[GraphBolt] Relax memory order of cache hit case. (#7656)

mfbalin · web-flow · commit 55cf23f9fb17 · 2024-08-05T00:27:30.000-04:00
diff --git a/graphbolt/src/cache_policy.h b/graphbolt/src/cache_policy.h
@@ -96,8 +96,8 @@ struct CacheKey {
   template <bool write>
   CacheKey& EndUse() {
     ::cuda::std::atomic_ref ref(reference_count_);
-    // The EndUse operation needs to synchronize with InUse and BeingWritten
-    // operations. So we have an release-acquire ordering here.
+    // The EndUse operation needs to synchronize with the InUse operation. So we
+    // have an release-acquire ordering between the two.
     // https://en.cppreference.com/w/cpp/atomic/memory_order#Release-Acquire_ordering
     if constexpr (write) {
       ref.fetch_add(1, ::cuda::std::memory_order_release);
@@ -116,9 +116,10 @@ struct CacheKey {
 
   bool BeingWritten() const {
     ::cuda::std::atomic_ref ref(reference_count_);
-    // The operations after a call to this function need to happen after the
-    // load operation. Hence the acquire order.

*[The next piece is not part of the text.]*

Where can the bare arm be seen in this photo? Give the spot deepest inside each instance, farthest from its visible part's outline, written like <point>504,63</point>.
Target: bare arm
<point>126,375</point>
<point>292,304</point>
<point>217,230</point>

-    return ref.load(::cuda::std::memory_order_acquire) < 0;
+    // The only operation coming after this op is the StartRead operation. Since
+    // StartRead is a refcount increment operation, it is fine if we don't
+    // synchronize with EndUse ops.
+    return ref.load(::cuda::std::memory_order_relaxed) < 0;
   }
 
   friend std::ostream& operator<<(std::ostream& os, const CacheKey& key_ref) {